Always keep your pitch book fresh
Smallco pitch decks tends to get dusted off and revised when management is gearing up for a fundraise. The exit experts recommended keeping that PowerPoint updated at all times, and taking every opportunity to practice delivering the pitch along the way. “You might not have a lot of time to pull this together when opportunity knocks.”
Build relationships with investment banks
Even if you aren’t in selling mode, it’s good to know the who’s who of investment banks, particularly which i-banks are working with which strategics. The experts suggested getting an investment bank involved about 6 months before you want to sell. “A good investment bank will do a lot of work to earn the business, and their involvement can help validate the credibility of your company.”
Have a selling price in mind
While the investment banks are very motivated to do deals, they aren’t necessarily incentivized to get the best price. Small-co’s should develop and maintain a rigorous pro forma justifying their desired acquisition price; key valuation drivers in the pro forma include revenue growth rates and synergy value for the acquirer. “It’s best to go in a little high and get talked down.”
Keep the M&A inner circle small
It’s hard enough to run an emerging med tech company – harder still if half the employees are distracted with diligence or rumors of an acquisition.
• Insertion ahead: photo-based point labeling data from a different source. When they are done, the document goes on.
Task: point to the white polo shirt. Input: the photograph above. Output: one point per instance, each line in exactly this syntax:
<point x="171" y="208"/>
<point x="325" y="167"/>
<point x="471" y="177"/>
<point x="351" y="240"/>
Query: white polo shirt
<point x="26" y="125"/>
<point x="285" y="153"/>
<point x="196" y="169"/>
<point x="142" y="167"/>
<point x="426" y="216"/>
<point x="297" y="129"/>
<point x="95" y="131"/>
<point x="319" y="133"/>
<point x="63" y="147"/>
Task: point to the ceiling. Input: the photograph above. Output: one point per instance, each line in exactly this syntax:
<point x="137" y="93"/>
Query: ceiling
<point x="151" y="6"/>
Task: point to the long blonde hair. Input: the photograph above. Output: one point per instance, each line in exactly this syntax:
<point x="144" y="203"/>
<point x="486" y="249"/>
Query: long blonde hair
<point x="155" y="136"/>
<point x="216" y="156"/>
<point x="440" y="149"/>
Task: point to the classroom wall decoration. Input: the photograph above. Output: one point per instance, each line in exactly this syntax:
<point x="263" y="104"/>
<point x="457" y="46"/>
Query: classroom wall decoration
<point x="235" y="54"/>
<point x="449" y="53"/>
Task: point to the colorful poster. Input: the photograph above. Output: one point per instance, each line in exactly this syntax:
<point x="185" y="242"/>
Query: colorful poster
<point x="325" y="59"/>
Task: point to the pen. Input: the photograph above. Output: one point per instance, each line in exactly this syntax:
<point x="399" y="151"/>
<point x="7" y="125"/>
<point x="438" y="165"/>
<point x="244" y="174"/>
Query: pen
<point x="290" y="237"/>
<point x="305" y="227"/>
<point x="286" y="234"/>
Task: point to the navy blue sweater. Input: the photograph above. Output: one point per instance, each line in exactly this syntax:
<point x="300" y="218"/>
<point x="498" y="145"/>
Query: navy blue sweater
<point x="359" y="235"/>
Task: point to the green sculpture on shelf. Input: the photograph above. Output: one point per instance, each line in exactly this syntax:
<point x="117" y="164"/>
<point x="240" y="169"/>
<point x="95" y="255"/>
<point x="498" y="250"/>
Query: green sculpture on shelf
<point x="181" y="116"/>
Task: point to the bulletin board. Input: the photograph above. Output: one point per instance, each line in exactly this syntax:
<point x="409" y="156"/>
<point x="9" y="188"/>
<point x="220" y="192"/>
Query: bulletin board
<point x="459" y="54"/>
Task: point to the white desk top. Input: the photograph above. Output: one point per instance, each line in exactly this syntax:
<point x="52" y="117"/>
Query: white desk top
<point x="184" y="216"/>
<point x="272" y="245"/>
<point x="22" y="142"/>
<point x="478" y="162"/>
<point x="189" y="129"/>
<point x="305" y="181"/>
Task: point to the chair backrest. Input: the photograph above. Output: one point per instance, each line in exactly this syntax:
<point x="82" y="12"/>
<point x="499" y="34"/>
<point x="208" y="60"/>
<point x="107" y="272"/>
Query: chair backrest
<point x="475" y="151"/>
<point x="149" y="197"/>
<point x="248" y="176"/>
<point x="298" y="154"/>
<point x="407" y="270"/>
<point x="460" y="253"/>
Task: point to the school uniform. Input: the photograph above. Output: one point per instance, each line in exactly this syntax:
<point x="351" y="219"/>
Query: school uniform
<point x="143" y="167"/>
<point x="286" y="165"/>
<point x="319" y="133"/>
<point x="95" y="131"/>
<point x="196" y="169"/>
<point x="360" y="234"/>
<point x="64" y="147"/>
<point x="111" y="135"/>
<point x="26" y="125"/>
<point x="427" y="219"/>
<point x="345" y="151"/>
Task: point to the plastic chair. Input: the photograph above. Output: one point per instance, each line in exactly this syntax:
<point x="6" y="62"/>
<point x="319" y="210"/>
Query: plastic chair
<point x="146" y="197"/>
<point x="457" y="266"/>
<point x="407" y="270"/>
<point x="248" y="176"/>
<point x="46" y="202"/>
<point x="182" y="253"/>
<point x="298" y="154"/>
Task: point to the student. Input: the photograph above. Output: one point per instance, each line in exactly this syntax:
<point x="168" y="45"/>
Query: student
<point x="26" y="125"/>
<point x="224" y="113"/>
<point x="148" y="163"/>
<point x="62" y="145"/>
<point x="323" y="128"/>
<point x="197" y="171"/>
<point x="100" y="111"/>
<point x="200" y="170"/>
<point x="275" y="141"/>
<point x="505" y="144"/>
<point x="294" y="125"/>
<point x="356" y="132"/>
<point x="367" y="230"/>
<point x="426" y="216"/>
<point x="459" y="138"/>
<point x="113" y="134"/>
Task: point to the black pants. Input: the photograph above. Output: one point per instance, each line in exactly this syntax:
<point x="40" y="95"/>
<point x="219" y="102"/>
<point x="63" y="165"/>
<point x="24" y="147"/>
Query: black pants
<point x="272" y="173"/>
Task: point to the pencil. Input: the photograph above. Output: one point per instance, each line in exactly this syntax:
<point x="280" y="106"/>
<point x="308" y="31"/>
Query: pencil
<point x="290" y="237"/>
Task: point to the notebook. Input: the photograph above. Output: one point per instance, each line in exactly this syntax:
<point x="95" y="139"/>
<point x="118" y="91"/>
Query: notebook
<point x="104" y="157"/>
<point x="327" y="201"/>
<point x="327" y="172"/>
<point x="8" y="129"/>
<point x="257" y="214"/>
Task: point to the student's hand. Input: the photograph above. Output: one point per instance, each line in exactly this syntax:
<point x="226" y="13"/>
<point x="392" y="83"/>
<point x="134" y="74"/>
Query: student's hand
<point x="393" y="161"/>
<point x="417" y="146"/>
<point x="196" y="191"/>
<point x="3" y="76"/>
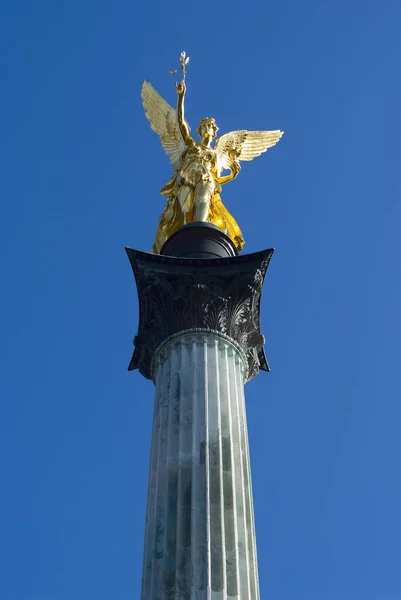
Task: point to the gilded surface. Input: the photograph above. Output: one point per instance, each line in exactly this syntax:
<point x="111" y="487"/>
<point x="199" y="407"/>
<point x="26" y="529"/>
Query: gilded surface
<point x="193" y="193"/>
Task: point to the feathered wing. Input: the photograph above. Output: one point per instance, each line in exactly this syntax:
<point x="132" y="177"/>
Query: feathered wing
<point x="163" y="120"/>
<point x="246" y="144"/>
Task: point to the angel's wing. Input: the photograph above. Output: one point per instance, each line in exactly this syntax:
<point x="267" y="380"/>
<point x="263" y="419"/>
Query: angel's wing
<point x="163" y="120"/>
<point x="246" y="145"/>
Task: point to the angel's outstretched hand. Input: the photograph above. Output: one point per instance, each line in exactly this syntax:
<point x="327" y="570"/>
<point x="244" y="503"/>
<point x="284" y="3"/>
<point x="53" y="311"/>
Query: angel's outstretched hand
<point x="181" y="88"/>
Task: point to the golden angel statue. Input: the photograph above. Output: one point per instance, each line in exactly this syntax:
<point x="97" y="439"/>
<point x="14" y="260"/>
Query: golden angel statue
<point x="193" y="193"/>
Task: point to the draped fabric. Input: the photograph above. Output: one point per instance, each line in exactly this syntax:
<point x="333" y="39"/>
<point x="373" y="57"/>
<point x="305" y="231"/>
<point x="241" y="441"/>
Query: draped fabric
<point x="172" y="218"/>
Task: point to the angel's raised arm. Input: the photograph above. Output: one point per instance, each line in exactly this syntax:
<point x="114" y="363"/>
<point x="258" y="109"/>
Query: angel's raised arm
<point x="182" y="124"/>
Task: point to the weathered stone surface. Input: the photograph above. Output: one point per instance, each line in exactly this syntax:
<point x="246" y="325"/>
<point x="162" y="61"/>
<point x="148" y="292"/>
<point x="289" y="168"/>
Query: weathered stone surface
<point x="200" y="534"/>
<point x="220" y="295"/>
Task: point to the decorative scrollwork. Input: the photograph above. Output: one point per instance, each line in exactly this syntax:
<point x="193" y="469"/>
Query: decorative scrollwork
<point x="220" y="296"/>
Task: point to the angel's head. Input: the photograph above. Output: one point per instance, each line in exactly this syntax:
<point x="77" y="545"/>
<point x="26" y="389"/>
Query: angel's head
<point x="207" y="128"/>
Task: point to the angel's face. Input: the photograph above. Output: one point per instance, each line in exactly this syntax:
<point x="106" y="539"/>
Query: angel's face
<point x="207" y="129"/>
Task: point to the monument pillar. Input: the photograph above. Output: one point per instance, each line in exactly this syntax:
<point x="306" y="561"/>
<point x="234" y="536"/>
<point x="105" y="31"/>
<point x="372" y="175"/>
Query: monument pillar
<point x="199" y="340"/>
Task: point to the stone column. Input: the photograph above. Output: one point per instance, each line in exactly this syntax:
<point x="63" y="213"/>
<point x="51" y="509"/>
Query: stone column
<point x="200" y="535"/>
<point x="199" y="340"/>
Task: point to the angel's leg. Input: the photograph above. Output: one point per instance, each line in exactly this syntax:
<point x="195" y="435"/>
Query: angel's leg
<point x="203" y="194"/>
<point x="186" y="199"/>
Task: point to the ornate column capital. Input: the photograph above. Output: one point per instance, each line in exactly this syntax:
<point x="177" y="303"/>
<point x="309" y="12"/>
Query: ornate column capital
<point x="180" y="294"/>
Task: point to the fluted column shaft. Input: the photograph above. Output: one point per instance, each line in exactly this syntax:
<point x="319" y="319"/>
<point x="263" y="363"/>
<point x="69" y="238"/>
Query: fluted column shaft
<point x="200" y="534"/>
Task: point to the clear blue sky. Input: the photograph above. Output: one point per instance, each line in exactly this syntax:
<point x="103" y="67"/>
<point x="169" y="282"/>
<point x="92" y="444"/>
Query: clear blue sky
<point x="80" y="178"/>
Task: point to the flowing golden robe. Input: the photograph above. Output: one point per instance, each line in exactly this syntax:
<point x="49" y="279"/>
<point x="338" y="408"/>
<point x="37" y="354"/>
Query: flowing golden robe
<point x="197" y="166"/>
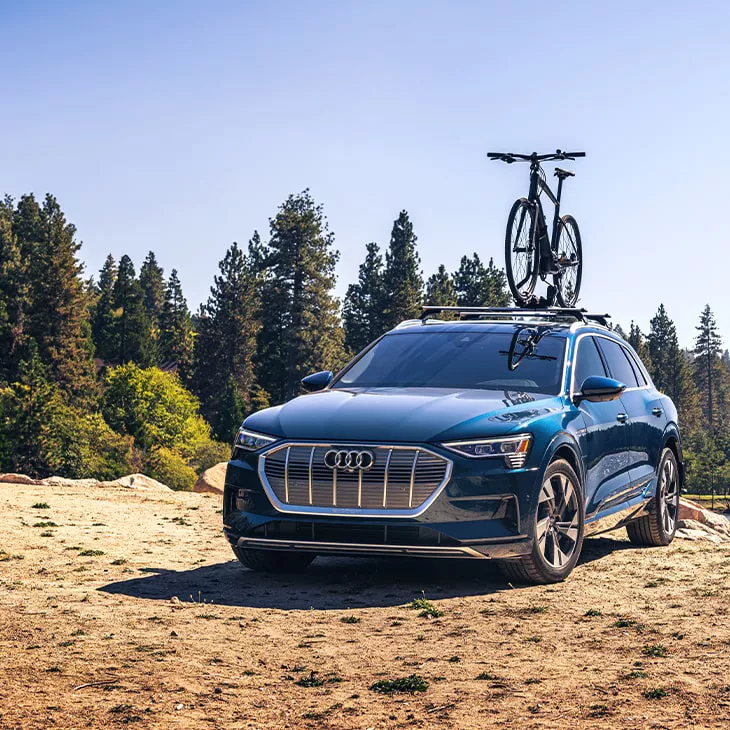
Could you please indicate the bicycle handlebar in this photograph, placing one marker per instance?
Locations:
(510, 157)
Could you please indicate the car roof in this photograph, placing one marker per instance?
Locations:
(559, 328)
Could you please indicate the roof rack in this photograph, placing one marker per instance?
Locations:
(578, 315)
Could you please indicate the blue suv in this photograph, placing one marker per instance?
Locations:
(485, 433)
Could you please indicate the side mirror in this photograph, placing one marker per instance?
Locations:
(598, 389)
(317, 381)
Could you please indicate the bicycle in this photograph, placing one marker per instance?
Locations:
(529, 250)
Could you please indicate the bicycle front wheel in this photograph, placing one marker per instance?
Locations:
(521, 251)
(570, 258)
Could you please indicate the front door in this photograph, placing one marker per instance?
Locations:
(604, 439)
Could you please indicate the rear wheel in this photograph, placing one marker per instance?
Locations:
(521, 252)
(273, 561)
(557, 529)
(658, 527)
(569, 251)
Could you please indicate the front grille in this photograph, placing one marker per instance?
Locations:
(401, 479)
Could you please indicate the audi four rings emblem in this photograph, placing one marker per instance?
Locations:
(349, 460)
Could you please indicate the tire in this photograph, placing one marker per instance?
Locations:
(555, 550)
(273, 561)
(521, 265)
(658, 527)
(569, 246)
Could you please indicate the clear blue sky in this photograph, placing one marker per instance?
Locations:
(180, 126)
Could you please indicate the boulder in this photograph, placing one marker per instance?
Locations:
(17, 479)
(694, 530)
(63, 482)
(137, 481)
(212, 480)
(689, 510)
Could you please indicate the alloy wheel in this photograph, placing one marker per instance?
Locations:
(668, 496)
(558, 520)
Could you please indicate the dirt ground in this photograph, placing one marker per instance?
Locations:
(128, 609)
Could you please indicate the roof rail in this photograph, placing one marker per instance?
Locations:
(579, 315)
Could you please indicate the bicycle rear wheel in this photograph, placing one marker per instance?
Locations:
(570, 255)
(521, 251)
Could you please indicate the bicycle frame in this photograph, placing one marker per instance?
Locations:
(538, 186)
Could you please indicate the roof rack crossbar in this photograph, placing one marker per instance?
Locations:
(550, 312)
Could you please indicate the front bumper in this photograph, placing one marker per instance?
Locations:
(482, 512)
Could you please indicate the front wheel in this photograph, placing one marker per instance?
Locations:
(557, 529)
(569, 251)
(520, 252)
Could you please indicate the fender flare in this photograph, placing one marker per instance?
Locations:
(671, 431)
(560, 440)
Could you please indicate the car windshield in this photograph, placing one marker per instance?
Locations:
(464, 360)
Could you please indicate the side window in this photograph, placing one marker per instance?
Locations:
(638, 369)
(618, 363)
(587, 362)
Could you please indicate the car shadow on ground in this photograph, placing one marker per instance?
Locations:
(332, 583)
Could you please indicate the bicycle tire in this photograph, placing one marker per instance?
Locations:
(567, 282)
(526, 264)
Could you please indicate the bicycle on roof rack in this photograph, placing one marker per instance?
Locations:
(530, 251)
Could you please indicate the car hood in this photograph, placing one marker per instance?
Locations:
(403, 414)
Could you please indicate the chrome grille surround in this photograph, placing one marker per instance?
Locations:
(402, 482)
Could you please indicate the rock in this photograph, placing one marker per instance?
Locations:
(63, 482)
(137, 481)
(212, 480)
(694, 530)
(17, 479)
(693, 512)
(689, 510)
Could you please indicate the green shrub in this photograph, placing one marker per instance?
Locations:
(155, 408)
(41, 434)
(169, 468)
(209, 454)
(408, 685)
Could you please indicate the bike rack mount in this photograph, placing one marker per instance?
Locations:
(578, 315)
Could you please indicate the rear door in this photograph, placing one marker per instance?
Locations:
(604, 440)
(644, 409)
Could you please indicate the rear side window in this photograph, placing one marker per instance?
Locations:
(638, 369)
(618, 363)
(587, 362)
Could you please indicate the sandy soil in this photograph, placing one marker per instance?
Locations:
(130, 610)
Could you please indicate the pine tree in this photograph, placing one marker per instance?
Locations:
(27, 403)
(301, 330)
(57, 318)
(670, 367)
(225, 345)
(176, 329)
(440, 289)
(152, 283)
(477, 285)
(365, 302)
(637, 340)
(402, 276)
(133, 328)
(708, 373)
(104, 326)
(14, 294)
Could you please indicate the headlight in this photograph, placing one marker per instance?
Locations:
(252, 441)
(513, 449)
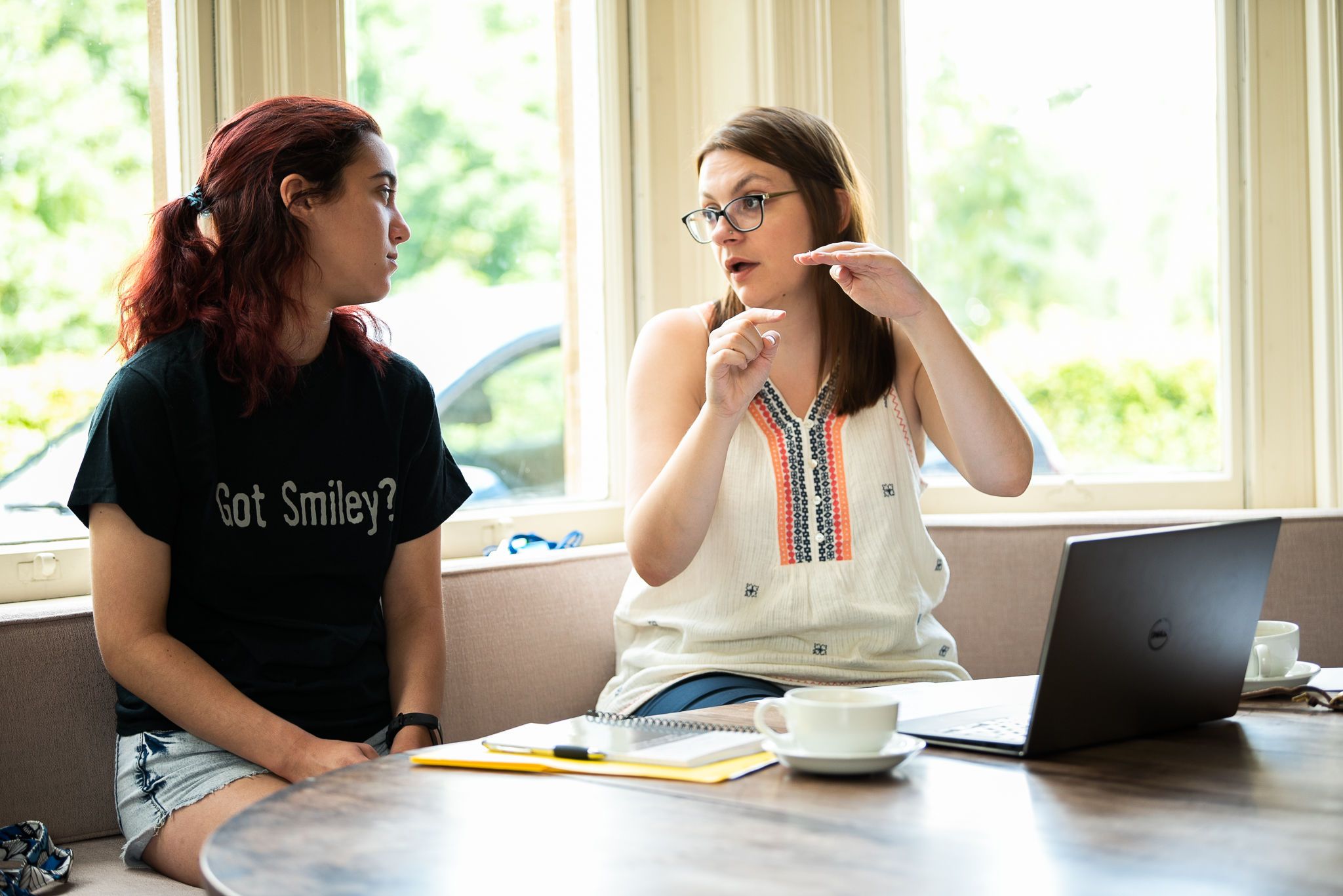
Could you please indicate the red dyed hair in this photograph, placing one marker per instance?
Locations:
(238, 284)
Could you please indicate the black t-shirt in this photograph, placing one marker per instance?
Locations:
(281, 524)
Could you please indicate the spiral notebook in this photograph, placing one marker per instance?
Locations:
(603, 737)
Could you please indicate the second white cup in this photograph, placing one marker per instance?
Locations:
(1273, 652)
(832, 720)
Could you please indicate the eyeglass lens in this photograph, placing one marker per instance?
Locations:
(743, 214)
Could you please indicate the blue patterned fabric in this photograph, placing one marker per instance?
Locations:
(33, 863)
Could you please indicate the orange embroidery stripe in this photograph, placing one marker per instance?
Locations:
(900, 417)
(782, 481)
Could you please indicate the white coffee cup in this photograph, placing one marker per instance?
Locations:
(1273, 652)
(832, 720)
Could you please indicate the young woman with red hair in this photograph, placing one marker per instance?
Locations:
(775, 440)
(264, 486)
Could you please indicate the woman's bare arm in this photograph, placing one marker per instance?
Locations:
(416, 653)
(677, 435)
(130, 574)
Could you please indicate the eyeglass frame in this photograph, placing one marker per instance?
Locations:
(723, 212)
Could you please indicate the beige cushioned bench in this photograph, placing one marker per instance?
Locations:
(529, 640)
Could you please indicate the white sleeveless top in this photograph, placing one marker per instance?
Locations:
(817, 567)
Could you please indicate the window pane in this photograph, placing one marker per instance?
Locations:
(1064, 208)
(466, 96)
(75, 190)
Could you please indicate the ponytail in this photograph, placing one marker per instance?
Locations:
(160, 292)
(237, 284)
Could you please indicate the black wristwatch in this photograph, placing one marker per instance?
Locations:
(403, 719)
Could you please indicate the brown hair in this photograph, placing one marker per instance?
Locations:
(854, 343)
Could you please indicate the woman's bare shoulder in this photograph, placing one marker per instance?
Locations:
(670, 349)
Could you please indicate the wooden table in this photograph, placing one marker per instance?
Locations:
(1252, 805)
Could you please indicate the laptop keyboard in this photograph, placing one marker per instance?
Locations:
(1006, 728)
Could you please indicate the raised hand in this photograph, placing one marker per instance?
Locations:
(871, 276)
(739, 360)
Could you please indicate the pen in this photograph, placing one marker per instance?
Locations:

To protect on-going operations, the experts suggest limiting the number of employees pulled into diligence activities, and keeping interactions with potential buyers low profile, e.g. hosting them at the company only after 6:30pm. “The fewer people that know and are involved, the less chance of a leak and distraction.”
Maintain the momentum
Any successful exit requires a champion (at least one) at the acquiring company who will push for the transaction and make things happen; companies don’t make acquisitions, people do. Identifying and nurturing those advocates is critical, and so is making sure the deal closes on their watch. “A key champion can move on from the company and then you are stuck.”
The meeting wrapped up with someone offering the old axiom, “Companies are bought, not sold.” Honestly not everyone in the room was nodding in vigorous agreement to that one. However, whether you think you have the power to push a sale or not, playing it cool with the strategics can be a wise bet. “Position your interactions with them as updates, but always stay in touch.”